114 A. 567 | Md. | 1921

By a contract in writing the appellant agreed to purchase certain real estate in the City of Baltimore for the sum of $4,050, subject to a ground rent which was described as redeemable. Prior to the date appointed for compliance with the terms of sale, the appellant executed an assignment of all his "right, title and interest" in the contract to the appellee. The assignment was endorsed on the contract and recited that it was made for value received. The actual consideration for the transfer was $350, which was paid by a check drawn by the appellee, on which there was a notation that it was to be used only at the time of the conveyance of the property. An examination of the title having disclosed that the ground rent to which the contract of sale referred was irredeemable, and that the title was, therefore, not such as the purchaser had a right to demand, the transaction could not be consummated. The return of the amount paid by the appellee's check to the appellant, which in the meantime had been cashed, was then requested and refused. The present action ensued, and the trial before the court below, sitting as a jury, resulted in a verdict and judgment in the appellee's favor for $365.75, being the amount of its payment with interest. Only one exception was taken at the trial, and that was to the refusal of the court to rule that the appellee was not entitled to recover.

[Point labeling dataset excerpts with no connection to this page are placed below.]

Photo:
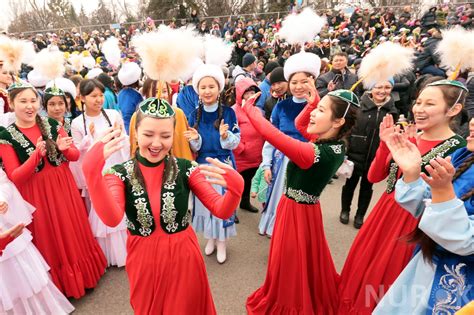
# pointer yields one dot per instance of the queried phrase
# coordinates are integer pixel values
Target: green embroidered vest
(175, 214)
(24, 148)
(305, 185)
(443, 149)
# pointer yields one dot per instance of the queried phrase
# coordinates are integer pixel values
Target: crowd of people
(106, 164)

The defense in the case is that the appellant merely assigned his interest in the contract of sale to the appellee, and that as the assignment contained no warranty of the title to the property mentioned in the contract, the assignor's right to retain the sum paid him for the transfer is not affected by the inability of the owner of the property to convey such a title as the contract describes. But there was testimony on behalf of the appellee that when the assignment was executed the appellant agreed to return the amount paid him if the title was not as specified in the contract of sale. No objection was made to the admissibility of this testimony, and it consequently had the effect of competent proof for the purposes *655 of the trial. Sentman v. Gamble, 69 Md. 293; Duvall v.Ridout, 124 Md. 198. Moreover, the notation on the check which was drawn by the appellee and accepted by the appellant at the time of the assignment, and which forms part of the written evidence of their agreement, tends to support the appellee's contention that the appellant's right to the deposit thus made was dependent upon the conveyance of the property described in the assigned contract. Whether the parol evidence might not, even if objected to, have been admissible on the theory that it related to an independent agreement not inconsistent with the terms of the assignment, is a question which it is not necessary to decide, as it is not the subject of any ruling to be reviewed. There was conflict in the testimony, but it was in the province of the trial court, sitting as a jury, to weigh the evidence and determine the issue of fact. It is clear that there was legally sufficient evidence in the case to support the verdict.